Ты говорил на набережной Неаполя:
– Поедешь в Стамбул без меня. Просил в Каире:
– Сделай это для меня, иди в мой город. И смотри Анатолию тоже, и Анкару, и Измир, и маленькие города, и деревни, и базары, и наши свадьбы, и мою тюрьму.
Частенько приговаривал в Москве, собираясь лечь спать:
– Тебе же будет интересно увидеть Турцию, которая странным образом вошла в твою жизнь…
…А в Измире тополя
выбегают на поля,
Чакыджи меня зовут,
Эй, спалим все дворы!
Здравствуй, милая моя…
4 января 1963 года мы вернулись домой. Когда проходили мимо витрины «Известий», снова увидели фотографию с Хрущевым и Вознесенским, глянцевую, выставленную напоказ. Ты, Назым, как всегда в трудных ситуациях, поехал на Пушкинскую к Твардовскому. Он показал тебе несколько свежих запретов на рукописи, но сдавать своих позиций не собирался. Примерно так же думали Борис Полевой и Тихонов, считали, что нужно по-прежнему работать в духе XX съезда, защищать литературное дело и оберегать молодых. Вот из-за них ты страдал, не таясь. Особенно жалел Андрея Вознесенского, Евтушенко и Роберта. Ты негодовал, временами отчаивался и снова бросался за них в бой…

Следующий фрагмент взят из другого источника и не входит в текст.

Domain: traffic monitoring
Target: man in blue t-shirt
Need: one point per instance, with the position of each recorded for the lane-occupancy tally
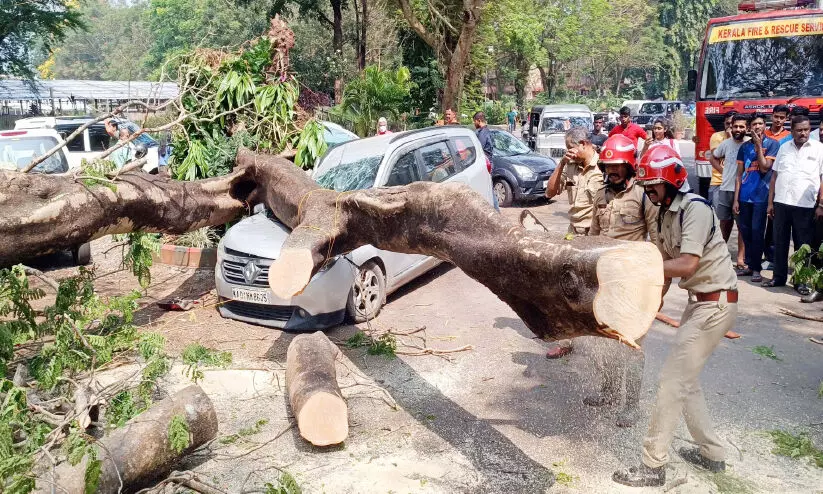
(751, 194)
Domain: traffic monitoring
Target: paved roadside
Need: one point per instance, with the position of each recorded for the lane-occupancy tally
(499, 417)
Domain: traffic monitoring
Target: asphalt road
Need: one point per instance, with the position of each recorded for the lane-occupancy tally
(496, 416)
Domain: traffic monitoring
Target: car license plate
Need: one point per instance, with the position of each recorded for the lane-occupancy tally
(253, 296)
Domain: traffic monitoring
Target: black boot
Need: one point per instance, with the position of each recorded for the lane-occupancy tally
(693, 456)
(641, 476)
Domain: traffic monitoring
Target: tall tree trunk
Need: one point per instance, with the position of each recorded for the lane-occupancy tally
(619, 82)
(520, 81)
(561, 288)
(455, 59)
(337, 44)
(455, 71)
(363, 48)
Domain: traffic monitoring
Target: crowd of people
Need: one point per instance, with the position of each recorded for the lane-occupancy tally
(766, 181)
(761, 173)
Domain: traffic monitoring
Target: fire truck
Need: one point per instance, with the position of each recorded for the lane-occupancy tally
(771, 53)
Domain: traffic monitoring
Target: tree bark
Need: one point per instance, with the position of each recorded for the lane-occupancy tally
(40, 213)
(315, 398)
(363, 47)
(337, 44)
(140, 451)
(560, 288)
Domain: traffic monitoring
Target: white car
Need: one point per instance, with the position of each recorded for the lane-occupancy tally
(555, 120)
(87, 145)
(244, 255)
(19, 147)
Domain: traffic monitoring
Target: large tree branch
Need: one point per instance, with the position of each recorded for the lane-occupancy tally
(560, 288)
(47, 213)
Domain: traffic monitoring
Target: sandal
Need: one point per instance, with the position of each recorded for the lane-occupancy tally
(558, 351)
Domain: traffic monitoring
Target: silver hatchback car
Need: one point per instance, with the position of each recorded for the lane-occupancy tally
(355, 284)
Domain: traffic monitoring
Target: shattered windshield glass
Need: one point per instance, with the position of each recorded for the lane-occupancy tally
(347, 168)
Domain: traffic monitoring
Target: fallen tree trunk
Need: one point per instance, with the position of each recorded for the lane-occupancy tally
(560, 288)
(140, 451)
(315, 398)
(40, 213)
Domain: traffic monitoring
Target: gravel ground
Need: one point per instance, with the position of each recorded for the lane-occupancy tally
(496, 418)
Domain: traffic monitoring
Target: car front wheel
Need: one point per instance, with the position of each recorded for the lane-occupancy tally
(367, 294)
(504, 193)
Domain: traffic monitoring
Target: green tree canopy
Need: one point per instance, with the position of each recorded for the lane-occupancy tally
(29, 29)
(376, 93)
(112, 48)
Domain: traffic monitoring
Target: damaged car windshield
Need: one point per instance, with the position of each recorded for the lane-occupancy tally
(347, 168)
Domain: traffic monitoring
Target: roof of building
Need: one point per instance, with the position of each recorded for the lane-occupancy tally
(14, 89)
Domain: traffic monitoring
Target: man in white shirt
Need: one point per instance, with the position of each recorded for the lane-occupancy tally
(795, 196)
(815, 135)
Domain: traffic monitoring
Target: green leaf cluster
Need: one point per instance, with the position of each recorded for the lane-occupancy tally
(245, 432)
(376, 93)
(805, 264)
(179, 435)
(286, 484)
(196, 356)
(138, 255)
(796, 446)
(385, 344)
(238, 100)
(87, 331)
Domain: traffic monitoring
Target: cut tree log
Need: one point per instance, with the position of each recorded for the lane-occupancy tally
(140, 452)
(40, 214)
(560, 288)
(315, 398)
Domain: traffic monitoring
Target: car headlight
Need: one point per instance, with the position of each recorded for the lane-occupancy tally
(525, 172)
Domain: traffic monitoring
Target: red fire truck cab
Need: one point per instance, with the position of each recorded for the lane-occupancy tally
(756, 60)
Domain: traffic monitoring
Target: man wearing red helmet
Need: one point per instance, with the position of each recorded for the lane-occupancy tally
(621, 211)
(694, 251)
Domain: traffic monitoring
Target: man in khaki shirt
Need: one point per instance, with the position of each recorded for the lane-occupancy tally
(693, 250)
(621, 211)
(577, 172)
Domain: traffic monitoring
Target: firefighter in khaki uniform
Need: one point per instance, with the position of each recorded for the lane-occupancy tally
(621, 211)
(577, 172)
(694, 251)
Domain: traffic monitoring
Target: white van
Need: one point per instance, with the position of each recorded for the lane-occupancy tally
(555, 120)
(88, 145)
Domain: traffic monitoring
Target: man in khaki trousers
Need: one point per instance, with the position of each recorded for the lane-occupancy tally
(694, 251)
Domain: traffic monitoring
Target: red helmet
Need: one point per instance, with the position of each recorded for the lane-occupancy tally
(660, 165)
(618, 149)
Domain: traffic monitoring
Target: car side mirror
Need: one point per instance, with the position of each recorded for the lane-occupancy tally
(692, 80)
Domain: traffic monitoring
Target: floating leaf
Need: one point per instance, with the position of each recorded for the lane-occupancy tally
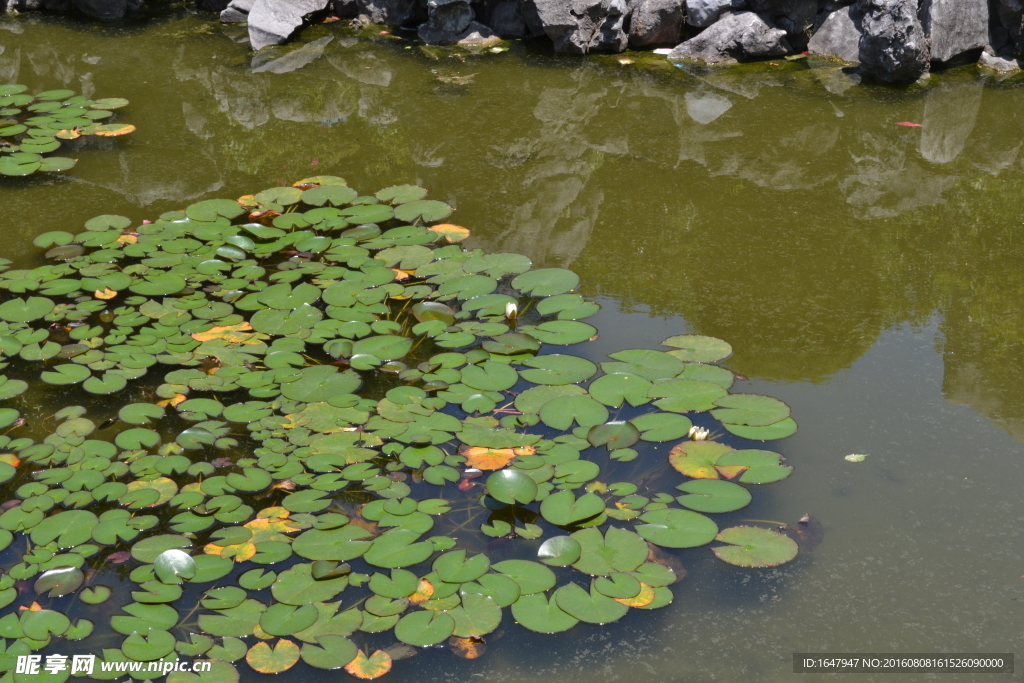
(753, 547)
(539, 613)
(559, 551)
(512, 486)
(698, 348)
(713, 496)
(751, 410)
(370, 668)
(677, 528)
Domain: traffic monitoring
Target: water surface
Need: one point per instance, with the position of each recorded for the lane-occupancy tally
(867, 273)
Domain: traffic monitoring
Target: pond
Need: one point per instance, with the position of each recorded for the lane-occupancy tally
(865, 272)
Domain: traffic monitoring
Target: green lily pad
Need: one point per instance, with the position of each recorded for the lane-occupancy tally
(750, 410)
(531, 577)
(539, 613)
(559, 551)
(424, 628)
(677, 528)
(590, 607)
(547, 282)
(771, 432)
(754, 547)
(512, 486)
(615, 550)
(563, 509)
(558, 369)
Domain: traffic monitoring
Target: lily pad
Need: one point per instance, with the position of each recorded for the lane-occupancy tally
(754, 547)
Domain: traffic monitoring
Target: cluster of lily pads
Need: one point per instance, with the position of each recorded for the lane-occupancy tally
(34, 125)
(320, 398)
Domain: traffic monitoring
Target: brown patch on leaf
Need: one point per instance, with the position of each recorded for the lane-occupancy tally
(467, 648)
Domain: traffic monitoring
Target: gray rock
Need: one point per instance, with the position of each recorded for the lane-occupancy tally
(105, 10)
(839, 36)
(345, 9)
(995, 62)
(954, 27)
(655, 23)
(736, 37)
(271, 22)
(446, 20)
(702, 13)
(893, 48)
(579, 27)
(791, 15)
(237, 11)
(212, 5)
(506, 19)
(477, 35)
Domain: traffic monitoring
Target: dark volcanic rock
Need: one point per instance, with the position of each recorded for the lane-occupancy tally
(655, 23)
(954, 27)
(893, 48)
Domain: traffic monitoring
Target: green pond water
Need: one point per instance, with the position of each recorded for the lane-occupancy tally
(867, 273)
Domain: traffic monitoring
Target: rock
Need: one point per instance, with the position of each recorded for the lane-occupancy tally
(237, 11)
(736, 37)
(506, 19)
(345, 9)
(1005, 65)
(579, 27)
(702, 13)
(477, 35)
(271, 22)
(839, 36)
(655, 23)
(212, 5)
(390, 12)
(954, 27)
(791, 15)
(104, 10)
(445, 22)
(893, 48)
(1008, 16)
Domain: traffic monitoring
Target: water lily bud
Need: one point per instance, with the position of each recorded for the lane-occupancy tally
(697, 433)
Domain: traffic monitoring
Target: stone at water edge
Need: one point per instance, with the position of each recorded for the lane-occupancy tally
(736, 37)
(893, 48)
(655, 23)
(271, 22)
(839, 36)
(702, 13)
(237, 11)
(954, 27)
(579, 27)
(995, 62)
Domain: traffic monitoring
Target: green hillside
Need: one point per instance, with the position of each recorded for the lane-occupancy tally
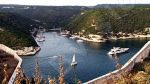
(15, 31)
(106, 20)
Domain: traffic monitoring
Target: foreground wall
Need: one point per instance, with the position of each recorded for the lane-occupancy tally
(13, 53)
(138, 57)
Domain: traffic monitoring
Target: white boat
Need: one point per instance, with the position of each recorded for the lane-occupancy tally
(79, 40)
(117, 50)
(72, 37)
(40, 37)
(74, 62)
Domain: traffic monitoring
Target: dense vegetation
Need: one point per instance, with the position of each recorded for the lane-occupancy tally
(52, 16)
(106, 20)
(15, 30)
(11, 65)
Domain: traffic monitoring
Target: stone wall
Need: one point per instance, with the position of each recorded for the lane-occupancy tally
(13, 53)
(138, 57)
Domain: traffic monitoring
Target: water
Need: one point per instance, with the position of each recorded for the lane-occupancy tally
(92, 58)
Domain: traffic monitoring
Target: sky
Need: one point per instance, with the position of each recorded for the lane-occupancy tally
(73, 2)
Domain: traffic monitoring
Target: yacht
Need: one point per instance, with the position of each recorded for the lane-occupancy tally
(72, 37)
(40, 37)
(74, 62)
(79, 41)
(117, 50)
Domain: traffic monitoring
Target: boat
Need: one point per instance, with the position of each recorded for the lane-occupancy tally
(72, 37)
(117, 50)
(79, 40)
(74, 62)
(40, 37)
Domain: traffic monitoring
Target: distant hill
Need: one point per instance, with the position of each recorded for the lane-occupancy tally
(52, 16)
(15, 30)
(105, 20)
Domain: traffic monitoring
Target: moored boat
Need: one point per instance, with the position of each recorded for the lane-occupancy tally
(74, 62)
(117, 50)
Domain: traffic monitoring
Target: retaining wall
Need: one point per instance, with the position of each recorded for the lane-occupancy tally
(13, 53)
(138, 57)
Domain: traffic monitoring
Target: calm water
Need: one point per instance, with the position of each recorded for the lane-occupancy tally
(92, 58)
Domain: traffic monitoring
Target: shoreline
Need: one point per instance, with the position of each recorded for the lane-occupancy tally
(111, 38)
(27, 51)
(130, 37)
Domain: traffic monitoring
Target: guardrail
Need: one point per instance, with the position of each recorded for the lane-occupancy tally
(143, 53)
(13, 53)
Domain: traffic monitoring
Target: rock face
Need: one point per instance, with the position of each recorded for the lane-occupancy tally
(28, 51)
(11, 65)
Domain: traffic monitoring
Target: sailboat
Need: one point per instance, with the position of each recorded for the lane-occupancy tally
(74, 62)
(41, 38)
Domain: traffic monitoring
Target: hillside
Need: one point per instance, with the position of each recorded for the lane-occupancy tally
(106, 20)
(52, 16)
(15, 30)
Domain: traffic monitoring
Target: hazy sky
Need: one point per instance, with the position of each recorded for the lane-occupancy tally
(72, 2)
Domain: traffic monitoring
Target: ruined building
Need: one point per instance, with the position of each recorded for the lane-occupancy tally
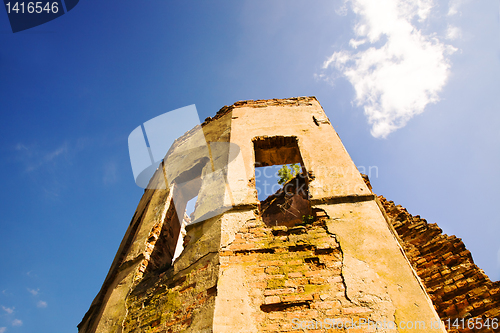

Мы пришли ужинать к одному известному кинорежиссеру, и у него над столом, там, где еще недавно висела очень хорошая современная картина, ты увидел светлый квадрат стены.
– Снял от греха – признался хозяин дома, – ведь все без разбора объявляют абстракционизмом.
– Да… – ты сокрушенно качал головой.
Наутро поехал к молодому Леве Кропивницкому и купил у него самое большое полотно – настоящую абстрактную картину, очень красивую, сам назвал ее «Взрыв», привез домой, повесил на видное место в гостиной.
– Собаки лают – караван идет, – чаще, чем прежде, повторял ты любимую поговорку, подбадривая себя и друзей.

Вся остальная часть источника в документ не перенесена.